Propst Johann Hinrich Claussen sah die Gedenkfeier als Chance, um "gemeinsam etwas Ruhe zu finden". Seine Gedanken richteten sich an alle Betroffenen - auch an die Angehörigen der Toten, die Rettungskräfte, die Augenzeugen. "Viele sind heute bewusst nicht gekommen, sind aber in Gedanken bei uns." So habe das Ehepaar Striebeck, das in den Unfall verwickelt war und verletzt wurde, ihn angerufen. "Ich soll Ihnen allen ausrichten, wie dankbar die beiden für Ihre Anteilnahme sind", sagte Claussen.

Die Eppendorfer - aber auch viele Hamburger aus anderen Stadtteilen - werden dieses einschneidende Erlebnis noch lange in den Köpfen und Herzen mit sich tragen. Doch die Trauer wird allmählich von Tatendrang überlagert. Die Menschen suchen nach einem Mittel gegen das Gefühl der Machtlosigkeit.

"Ich weiß nicht, ob ich Erfolg haben werde, aber ich muss es einfach versuchen", sagte Martina John, 41. Seit Donnerstag sammelt die Eppendorferin Unterschriften für eine Verkehrsberuhigung rund um die Kreuzung. "Am besten einen Kreisverkehr", sagte sie. Deswegen nennt sich ihre Bürgerinitiative auch "Eppendorfer Kreisverkehr". Die Listen liegen auch in einigen Geschäften rund um die Unfallkreuzung aus.

Marie Schülert sammelt ebenfalls Unterschriften. "Wir fordern eine härtere Bestrafung für Verkehrssünder und mehr Kontrollen an der Kreuzung", sagte sie. Ständig würden hier Verkehrsregeln missachtet. Der Unfall sei nur der traurige Höhepunkt gewesen. "Meine größte Sorge ist, dass der Unfallverursacher mit einer Bewährungsstrafe davonkommt." 50 Personen haben schon unterschrieben. "Irgendetwas müssen wir doch tun."

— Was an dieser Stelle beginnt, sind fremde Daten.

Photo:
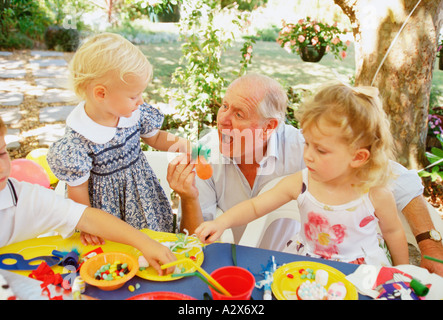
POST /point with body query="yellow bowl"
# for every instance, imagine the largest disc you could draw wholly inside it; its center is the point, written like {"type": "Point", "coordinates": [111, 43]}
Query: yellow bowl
{"type": "Point", "coordinates": [90, 267]}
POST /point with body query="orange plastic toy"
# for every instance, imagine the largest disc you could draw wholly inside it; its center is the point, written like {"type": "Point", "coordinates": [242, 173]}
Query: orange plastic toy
{"type": "Point", "coordinates": [202, 168]}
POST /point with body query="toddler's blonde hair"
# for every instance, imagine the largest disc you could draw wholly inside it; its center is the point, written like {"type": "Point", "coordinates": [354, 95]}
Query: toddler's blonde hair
{"type": "Point", "coordinates": [3, 128]}
{"type": "Point", "coordinates": [101, 54]}
{"type": "Point", "coordinates": [359, 113]}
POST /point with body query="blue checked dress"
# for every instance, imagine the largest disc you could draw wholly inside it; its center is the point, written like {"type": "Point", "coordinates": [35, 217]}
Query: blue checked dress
{"type": "Point", "coordinates": [121, 180]}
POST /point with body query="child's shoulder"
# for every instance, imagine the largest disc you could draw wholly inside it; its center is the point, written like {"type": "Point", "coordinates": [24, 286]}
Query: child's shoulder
{"type": "Point", "coordinates": [380, 194]}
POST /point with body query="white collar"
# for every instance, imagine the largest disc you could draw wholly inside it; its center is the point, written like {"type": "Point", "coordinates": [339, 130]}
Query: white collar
{"type": "Point", "coordinates": [79, 121]}
{"type": "Point", "coordinates": [7, 199]}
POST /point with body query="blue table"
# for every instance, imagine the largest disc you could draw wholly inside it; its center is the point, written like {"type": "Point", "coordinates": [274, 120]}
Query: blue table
{"type": "Point", "coordinates": [216, 255]}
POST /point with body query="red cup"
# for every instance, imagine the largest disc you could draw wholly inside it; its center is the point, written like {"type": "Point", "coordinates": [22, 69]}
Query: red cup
{"type": "Point", "coordinates": [238, 281]}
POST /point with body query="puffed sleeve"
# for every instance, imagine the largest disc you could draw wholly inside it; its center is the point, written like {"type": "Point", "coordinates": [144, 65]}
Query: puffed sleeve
{"type": "Point", "coordinates": [69, 160]}
{"type": "Point", "coordinates": [151, 120]}
{"type": "Point", "coordinates": [405, 186]}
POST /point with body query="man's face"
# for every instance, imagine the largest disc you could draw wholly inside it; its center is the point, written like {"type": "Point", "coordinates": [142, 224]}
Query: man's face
{"type": "Point", "coordinates": [240, 126]}
{"type": "Point", "coordinates": [5, 163]}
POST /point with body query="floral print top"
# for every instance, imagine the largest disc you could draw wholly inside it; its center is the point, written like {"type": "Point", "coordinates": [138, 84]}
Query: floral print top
{"type": "Point", "coordinates": [345, 232]}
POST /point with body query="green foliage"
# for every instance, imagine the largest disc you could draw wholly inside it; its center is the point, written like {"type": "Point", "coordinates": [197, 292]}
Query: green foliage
{"type": "Point", "coordinates": [244, 5]}
{"type": "Point", "coordinates": [62, 39]}
{"type": "Point", "coordinates": [20, 22]}
{"type": "Point", "coordinates": [295, 37]}
{"type": "Point", "coordinates": [435, 157]}
{"type": "Point", "coordinates": [135, 9]}
{"type": "Point", "coordinates": [199, 79]}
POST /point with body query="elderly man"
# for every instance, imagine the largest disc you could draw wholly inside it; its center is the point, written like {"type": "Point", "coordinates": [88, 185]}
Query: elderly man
{"type": "Point", "coordinates": [252, 146]}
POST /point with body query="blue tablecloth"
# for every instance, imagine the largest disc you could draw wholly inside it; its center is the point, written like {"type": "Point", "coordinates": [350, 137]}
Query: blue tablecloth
{"type": "Point", "coordinates": [215, 256]}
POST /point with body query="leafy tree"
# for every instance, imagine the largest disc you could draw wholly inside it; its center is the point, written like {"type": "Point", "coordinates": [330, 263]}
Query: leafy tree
{"type": "Point", "coordinates": [395, 47]}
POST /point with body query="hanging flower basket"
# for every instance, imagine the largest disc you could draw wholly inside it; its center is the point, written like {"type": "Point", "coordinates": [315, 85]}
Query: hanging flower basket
{"type": "Point", "coordinates": [312, 53]}
{"type": "Point", "coordinates": [311, 39]}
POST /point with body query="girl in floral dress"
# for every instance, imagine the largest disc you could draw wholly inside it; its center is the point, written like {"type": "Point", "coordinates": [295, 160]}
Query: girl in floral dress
{"type": "Point", "coordinates": [342, 194]}
{"type": "Point", "coordinates": [99, 156]}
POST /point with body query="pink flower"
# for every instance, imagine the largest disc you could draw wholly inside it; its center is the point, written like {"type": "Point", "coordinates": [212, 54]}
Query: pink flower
{"type": "Point", "coordinates": [286, 29]}
{"type": "Point", "coordinates": [314, 41]}
{"type": "Point", "coordinates": [336, 40]}
{"type": "Point", "coordinates": [287, 47]}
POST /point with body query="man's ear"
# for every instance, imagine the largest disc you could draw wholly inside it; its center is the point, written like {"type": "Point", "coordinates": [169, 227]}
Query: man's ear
{"type": "Point", "coordinates": [271, 125]}
{"type": "Point", "coordinates": [361, 156]}
{"type": "Point", "coordinates": [99, 92]}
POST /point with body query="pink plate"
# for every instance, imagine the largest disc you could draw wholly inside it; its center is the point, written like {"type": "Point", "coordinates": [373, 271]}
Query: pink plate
{"type": "Point", "coordinates": [161, 295]}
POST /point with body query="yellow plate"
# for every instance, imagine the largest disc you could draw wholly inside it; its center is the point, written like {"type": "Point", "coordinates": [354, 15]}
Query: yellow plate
{"type": "Point", "coordinates": [45, 245]}
{"type": "Point", "coordinates": [285, 288]}
{"type": "Point", "coordinates": [151, 274]}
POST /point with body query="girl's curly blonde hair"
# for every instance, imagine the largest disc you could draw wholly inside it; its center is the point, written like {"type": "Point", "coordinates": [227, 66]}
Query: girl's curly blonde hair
{"type": "Point", "coordinates": [101, 54]}
{"type": "Point", "coordinates": [359, 113]}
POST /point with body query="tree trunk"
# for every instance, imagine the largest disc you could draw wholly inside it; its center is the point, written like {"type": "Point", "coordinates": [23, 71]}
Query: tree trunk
{"type": "Point", "coordinates": [404, 78]}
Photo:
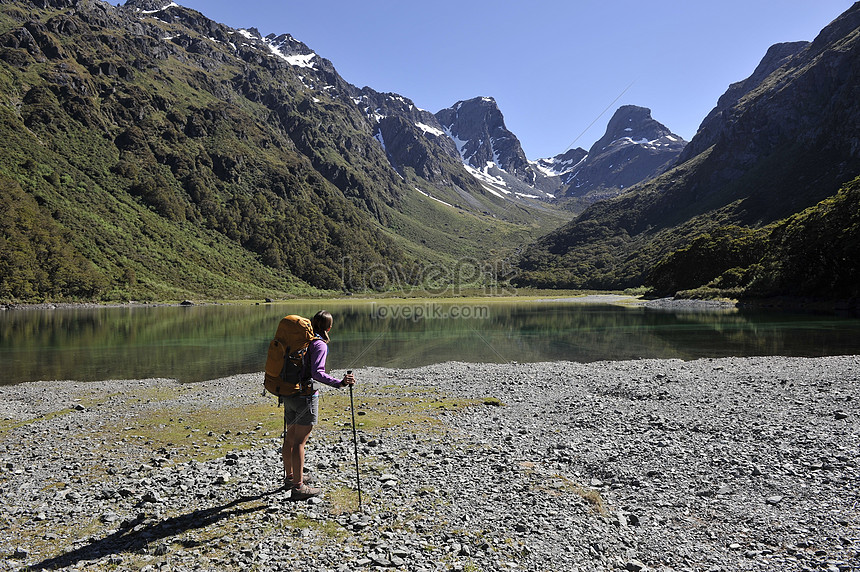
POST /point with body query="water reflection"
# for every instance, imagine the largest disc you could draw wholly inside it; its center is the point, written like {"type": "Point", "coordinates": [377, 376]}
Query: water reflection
{"type": "Point", "coordinates": [205, 342]}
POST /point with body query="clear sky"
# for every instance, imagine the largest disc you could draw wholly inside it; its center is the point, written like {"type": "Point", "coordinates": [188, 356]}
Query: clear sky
{"type": "Point", "coordinates": [553, 66]}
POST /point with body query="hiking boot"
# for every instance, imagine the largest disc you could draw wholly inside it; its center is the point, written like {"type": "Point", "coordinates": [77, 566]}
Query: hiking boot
{"type": "Point", "coordinates": [303, 492]}
{"type": "Point", "coordinates": [288, 480]}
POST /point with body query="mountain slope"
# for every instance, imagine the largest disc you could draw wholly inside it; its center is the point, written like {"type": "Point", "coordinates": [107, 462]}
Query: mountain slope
{"type": "Point", "coordinates": [634, 148]}
{"type": "Point", "coordinates": [183, 158]}
{"type": "Point", "coordinates": [788, 142]}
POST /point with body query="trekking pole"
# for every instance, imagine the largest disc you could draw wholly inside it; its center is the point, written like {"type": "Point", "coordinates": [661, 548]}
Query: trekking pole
{"type": "Point", "coordinates": [355, 444]}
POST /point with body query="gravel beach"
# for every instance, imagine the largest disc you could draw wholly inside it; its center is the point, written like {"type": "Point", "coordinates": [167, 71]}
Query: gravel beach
{"type": "Point", "coordinates": [711, 464]}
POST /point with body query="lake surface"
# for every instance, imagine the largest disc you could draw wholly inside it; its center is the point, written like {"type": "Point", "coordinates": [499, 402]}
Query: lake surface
{"type": "Point", "coordinates": [207, 342]}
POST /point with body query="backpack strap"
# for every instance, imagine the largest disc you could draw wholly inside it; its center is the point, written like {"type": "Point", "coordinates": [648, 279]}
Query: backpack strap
{"type": "Point", "coordinates": [306, 381]}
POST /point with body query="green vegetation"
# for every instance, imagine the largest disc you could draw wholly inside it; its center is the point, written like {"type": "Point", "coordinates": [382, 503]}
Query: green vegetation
{"type": "Point", "coordinates": [812, 253]}
{"type": "Point", "coordinates": [137, 168]}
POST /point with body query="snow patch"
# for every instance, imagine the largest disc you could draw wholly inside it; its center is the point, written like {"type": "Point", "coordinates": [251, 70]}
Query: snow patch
{"type": "Point", "coordinates": [171, 5]}
{"type": "Point", "coordinates": [381, 140]}
{"type": "Point", "coordinates": [428, 129]}
{"type": "Point", "coordinates": [434, 198]}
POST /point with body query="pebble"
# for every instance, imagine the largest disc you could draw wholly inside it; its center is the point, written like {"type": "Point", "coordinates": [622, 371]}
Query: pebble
{"type": "Point", "coordinates": [640, 465]}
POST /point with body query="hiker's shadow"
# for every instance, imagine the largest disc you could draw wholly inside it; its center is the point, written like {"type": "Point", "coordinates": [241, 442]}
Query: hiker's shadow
{"type": "Point", "coordinates": [134, 535]}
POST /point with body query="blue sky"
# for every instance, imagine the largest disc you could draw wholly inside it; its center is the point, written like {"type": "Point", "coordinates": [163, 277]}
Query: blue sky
{"type": "Point", "coordinates": [553, 66]}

Auch offizielle Stellen beobachten in der Bevölkerung den Drang zu reagieren. "Wir haben wahrgenommen, dass es bei vielen hier ein großes Bedürfnis gab, der Opfer noch einmal in würdiger Form zu gedenken", sagte Bezirksamtsleiter Wolfgang Kopitzsch. Deswegen habe er gemeinsam mit dem Bürgerverein, dem Kulturhaus und der Kirche des Viertels diese Veranstaltung organisiert.

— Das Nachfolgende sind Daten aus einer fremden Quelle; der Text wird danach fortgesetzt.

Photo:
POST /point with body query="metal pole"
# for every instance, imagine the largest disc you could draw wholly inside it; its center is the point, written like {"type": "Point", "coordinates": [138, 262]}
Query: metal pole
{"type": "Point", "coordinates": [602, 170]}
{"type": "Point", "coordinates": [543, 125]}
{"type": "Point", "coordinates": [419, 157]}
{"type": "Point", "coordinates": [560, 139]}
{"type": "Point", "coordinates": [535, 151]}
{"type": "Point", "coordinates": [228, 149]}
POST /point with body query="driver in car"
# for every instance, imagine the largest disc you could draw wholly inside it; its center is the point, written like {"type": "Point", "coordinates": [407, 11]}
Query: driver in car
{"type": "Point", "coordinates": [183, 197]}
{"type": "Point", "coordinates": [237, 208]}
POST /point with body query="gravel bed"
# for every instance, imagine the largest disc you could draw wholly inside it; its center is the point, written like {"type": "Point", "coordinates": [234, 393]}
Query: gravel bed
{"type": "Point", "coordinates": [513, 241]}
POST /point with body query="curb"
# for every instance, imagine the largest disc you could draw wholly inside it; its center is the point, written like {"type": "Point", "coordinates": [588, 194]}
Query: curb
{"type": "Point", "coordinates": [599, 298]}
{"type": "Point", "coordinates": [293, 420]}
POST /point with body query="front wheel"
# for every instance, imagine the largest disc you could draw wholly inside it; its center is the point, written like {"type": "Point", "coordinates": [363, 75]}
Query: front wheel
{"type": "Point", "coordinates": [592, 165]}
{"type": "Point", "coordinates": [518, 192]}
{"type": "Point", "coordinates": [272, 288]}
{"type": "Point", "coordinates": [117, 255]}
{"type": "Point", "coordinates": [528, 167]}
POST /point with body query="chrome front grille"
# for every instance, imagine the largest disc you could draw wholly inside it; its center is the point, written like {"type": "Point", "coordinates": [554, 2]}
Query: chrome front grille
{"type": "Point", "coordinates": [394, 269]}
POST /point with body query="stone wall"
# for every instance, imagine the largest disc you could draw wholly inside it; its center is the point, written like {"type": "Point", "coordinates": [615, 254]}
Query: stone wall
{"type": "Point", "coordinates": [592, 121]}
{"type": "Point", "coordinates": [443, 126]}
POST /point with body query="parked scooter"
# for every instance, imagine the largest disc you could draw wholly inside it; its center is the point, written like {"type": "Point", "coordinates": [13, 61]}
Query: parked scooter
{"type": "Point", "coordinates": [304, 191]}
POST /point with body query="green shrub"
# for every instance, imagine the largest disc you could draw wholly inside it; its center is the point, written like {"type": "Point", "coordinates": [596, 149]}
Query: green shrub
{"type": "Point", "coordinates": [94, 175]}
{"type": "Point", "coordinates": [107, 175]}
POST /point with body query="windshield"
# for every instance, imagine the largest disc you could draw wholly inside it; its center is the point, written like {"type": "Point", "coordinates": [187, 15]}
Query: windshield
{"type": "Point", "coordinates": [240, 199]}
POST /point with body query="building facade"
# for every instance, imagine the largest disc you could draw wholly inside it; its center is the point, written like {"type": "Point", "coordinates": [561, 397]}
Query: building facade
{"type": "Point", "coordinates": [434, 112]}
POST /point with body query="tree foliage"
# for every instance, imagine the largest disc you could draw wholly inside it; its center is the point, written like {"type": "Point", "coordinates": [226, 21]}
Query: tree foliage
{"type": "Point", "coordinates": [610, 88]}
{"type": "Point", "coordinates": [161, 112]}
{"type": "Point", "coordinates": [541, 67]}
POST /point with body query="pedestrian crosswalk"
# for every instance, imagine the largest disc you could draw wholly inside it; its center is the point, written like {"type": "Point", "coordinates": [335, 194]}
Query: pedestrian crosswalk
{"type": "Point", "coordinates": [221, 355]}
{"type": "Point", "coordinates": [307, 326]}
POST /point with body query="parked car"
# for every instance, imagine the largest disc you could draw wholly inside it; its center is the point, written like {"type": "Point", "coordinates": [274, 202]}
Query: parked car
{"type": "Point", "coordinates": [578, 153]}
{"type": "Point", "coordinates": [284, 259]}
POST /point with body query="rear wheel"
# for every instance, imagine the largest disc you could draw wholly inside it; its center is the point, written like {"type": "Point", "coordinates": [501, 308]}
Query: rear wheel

Kopitzschs tief betroffener Ausdruck während seiner Ansprache zeigte, dass auch ihm der Umgang mit dem Unglück schwerfiel. "Ich habe versucht, meine persönliche Wahrnehmung in Worte zu fassen", sagte er. Nicht nur als Bezirksleiter, sondern auch als Privatperson. Einige der Getöteten kannte er persönlich. "Auch mir fällt es schwer, hier täglich vorbeizukommen."

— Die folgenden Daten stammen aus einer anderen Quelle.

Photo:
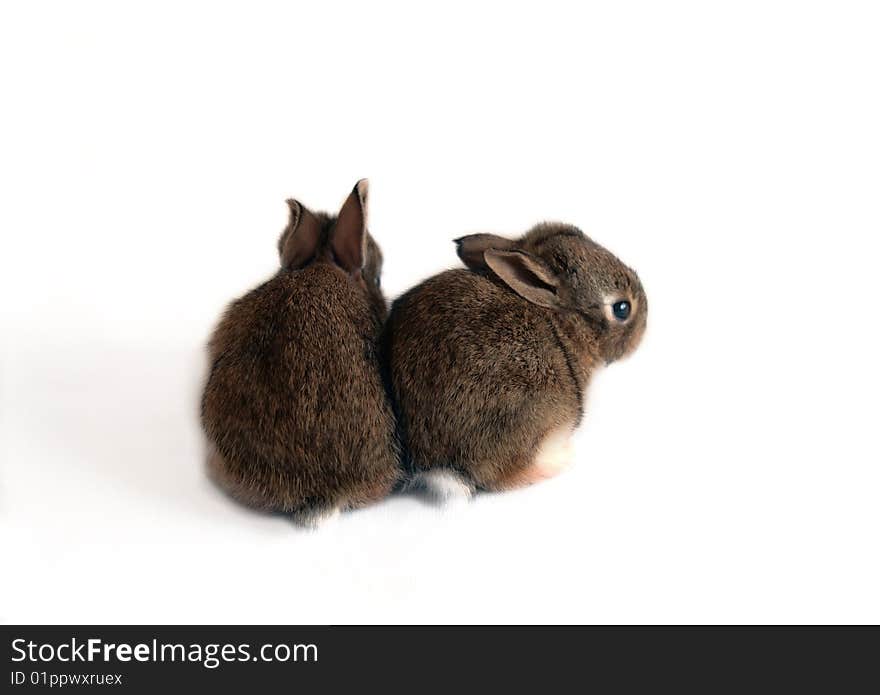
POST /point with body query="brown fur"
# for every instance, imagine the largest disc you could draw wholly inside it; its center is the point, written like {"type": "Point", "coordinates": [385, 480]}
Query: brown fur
{"type": "Point", "coordinates": [483, 366]}
{"type": "Point", "coordinates": [294, 408]}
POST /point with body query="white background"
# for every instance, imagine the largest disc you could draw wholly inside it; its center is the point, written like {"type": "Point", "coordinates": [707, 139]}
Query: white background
{"type": "Point", "coordinates": [727, 472]}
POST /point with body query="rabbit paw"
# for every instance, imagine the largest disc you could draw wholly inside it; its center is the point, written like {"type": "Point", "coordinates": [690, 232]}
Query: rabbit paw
{"type": "Point", "coordinates": [445, 487]}
{"type": "Point", "coordinates": [316, 518]}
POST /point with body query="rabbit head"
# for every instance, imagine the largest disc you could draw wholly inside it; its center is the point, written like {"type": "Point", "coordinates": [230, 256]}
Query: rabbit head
{"type": "Point", "coordinates": [342, 241]}
{"type": "Point", "coordinates": [557, 266]}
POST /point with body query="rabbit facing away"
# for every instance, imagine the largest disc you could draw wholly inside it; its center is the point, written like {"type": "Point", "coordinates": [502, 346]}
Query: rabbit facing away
{"type": "Point", "coordinates": [489, 365]}
{"type": "Point", "coordinates": [295, 411]}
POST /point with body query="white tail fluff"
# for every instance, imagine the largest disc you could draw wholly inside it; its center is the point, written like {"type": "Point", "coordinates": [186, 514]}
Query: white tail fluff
{"type": "Point", "coordinates": [445, 487]}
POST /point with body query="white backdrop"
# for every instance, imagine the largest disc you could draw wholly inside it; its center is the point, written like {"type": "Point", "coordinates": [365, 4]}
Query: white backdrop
{"type": "Point", "coordinates": [727, 472]}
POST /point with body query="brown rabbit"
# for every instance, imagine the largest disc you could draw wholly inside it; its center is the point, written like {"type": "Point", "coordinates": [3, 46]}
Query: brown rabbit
{"type": "Point", "coordinates": [489, 365]}
{"type": "Point", "coordinates": [295, 411]}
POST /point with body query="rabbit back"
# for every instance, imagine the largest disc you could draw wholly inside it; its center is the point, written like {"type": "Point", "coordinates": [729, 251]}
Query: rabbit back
{"type": "Point", "coordinates": [481, 382]}
{"type": "Point", "coordinates": [294, 408]}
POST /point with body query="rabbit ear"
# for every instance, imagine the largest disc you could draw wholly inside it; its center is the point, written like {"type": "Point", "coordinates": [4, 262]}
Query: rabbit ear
{"type": "Point", "coordinates": [299, 242]}
{"type": "Point", "coordinates": [470, 248]}
{"type": "Point", "coordinates": [525, 275]}
{"type": "Point", "coordinates": [350, 236]}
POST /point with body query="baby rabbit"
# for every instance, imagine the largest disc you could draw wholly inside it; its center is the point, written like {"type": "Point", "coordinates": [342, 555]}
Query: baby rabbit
{"type": "Point", "coordinates": [295, 411]}
{"type": "Point", "coordinates": [489, 365]}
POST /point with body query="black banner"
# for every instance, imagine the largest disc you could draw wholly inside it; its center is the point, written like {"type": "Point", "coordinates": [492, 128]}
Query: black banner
{"type": "Point", "coordinates": [248, 658]}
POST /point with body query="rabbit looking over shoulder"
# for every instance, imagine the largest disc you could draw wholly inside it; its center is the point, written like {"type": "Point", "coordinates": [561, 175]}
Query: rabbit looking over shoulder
{"type": "Point", "coordinates": [489, 364]}
{"type": "Point", "coordinates": [294, 409]}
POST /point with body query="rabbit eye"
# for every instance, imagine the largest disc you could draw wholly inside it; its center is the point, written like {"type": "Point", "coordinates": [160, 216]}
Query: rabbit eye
{"type": "Point", "coordinates": [621, 310]}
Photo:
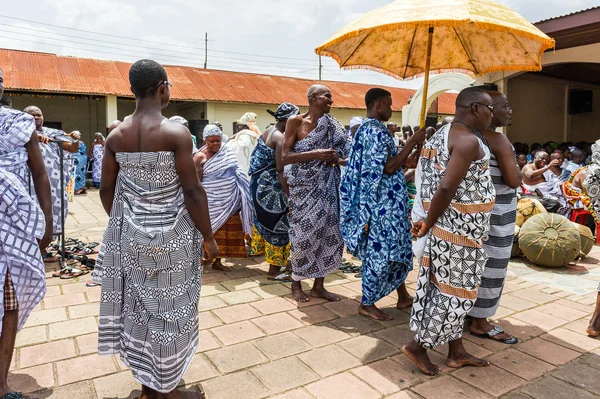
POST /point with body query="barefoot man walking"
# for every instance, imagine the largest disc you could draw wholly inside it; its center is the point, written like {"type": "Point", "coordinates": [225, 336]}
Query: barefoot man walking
{"type": "Point", "coordinates": [314, 145]}
{"type": "Point", "coordinates": [374, 216]}
{"type": "Point", "coordinates": [455, 197]}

Wird Eppendorf jemals über diesen Vorfall hinwegkommen? "Niemals, solche Dinge sind über Jahrzehnte hinweg prägend", sagte Kopitzsch. Deswegen wird im Regionalausschuss auch bald darüber entschieden, wie eine bleibende Erinnerung wie etwa ein Mahnmal geschaffen werden kann. "Das wäre ein wichtiger Bezugspunkt im Viertel." Denn bei aller Tragik, einen Hoffnung bringenden Aspekt habe das Unglück doch. "Ich bin beeindruckt von der Anteilnahme der Menschen", sagte Kopitzsch. Rentner, Kinder, junge Familien und Studenten - alle standen sie Seite an Seite im Gedenken an alle direkten und indirekten Opfer des Unfalls, der von nun an ein Teil der Viertels ist.